A la completa liquidación de la derecha corresponde, casi instantáneamente, la institucionalización de una de las facciones de izquierda en el papel de “derecha” — una derecha fabricada ad hoc para las necesidades de la izquierda.

El proceso ha sido enormemente facilitado por el hecho de que, en las elecciones legislativas federales, estaduales y municipales, Brasil tiene una de las tasas más altas de substitución de políticos ya observadas en el mundo. La transfusión de liderazgos, la completa destrucción de una clase y su substitución por otra son ya hechos consumados. La revolución está en curso. Si va a dar un bandazo hacia la destrucción violenta de las instituciones o si va a llegar a sus fines por vía anestésica, es algo que sólo el futuro dirá. Pero negar el carácter revolucionario de los cambios observados es realmente abusar del derecho a la ceguera.

Algunos ven esos cambios, pero sólo parcialmente y desde un sesgo predeterminado.
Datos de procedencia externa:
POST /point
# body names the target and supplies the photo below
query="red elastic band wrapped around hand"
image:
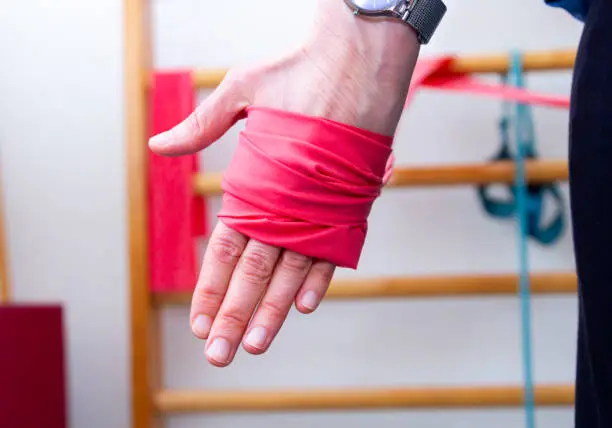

Notan, por ejemplo, la destrucción de viejos liderazgos, abominados como “corruptos”, y ven en eso un progreso de la democracia — sin reparar en que no hay ningún progreso en una caza a corruptos de menor porte que sólo sirve de tapadera para encubrir el crimen infinitamente mayor en que están involucrados precisamente los moralizadores más entusiastas: la narcoguerrilla, el terrorismo internacional, la revolución continental.

Que, en medio de todo eso, surjan algunas situaciones paradójicas — como por ejemplo el hecho de que el Partido Comunista, con otro nombre, acabe presentándose como única alternativa al ascenso de la izquierda revolucionaria –, es algo que forma parte de la naturaleza intrínsecamente nebulosa del proceso. Y que nadie sea capaz de discernir bajo la paradoja la lógica implacable que lleva a este país día a día hacia dentro del bloque terrorista internacional, es síntoma del mismo aturdimiento general de las conciencias, sin el que ningún proceso revolucionario jamás habría sido llevado a efecto en el mundo.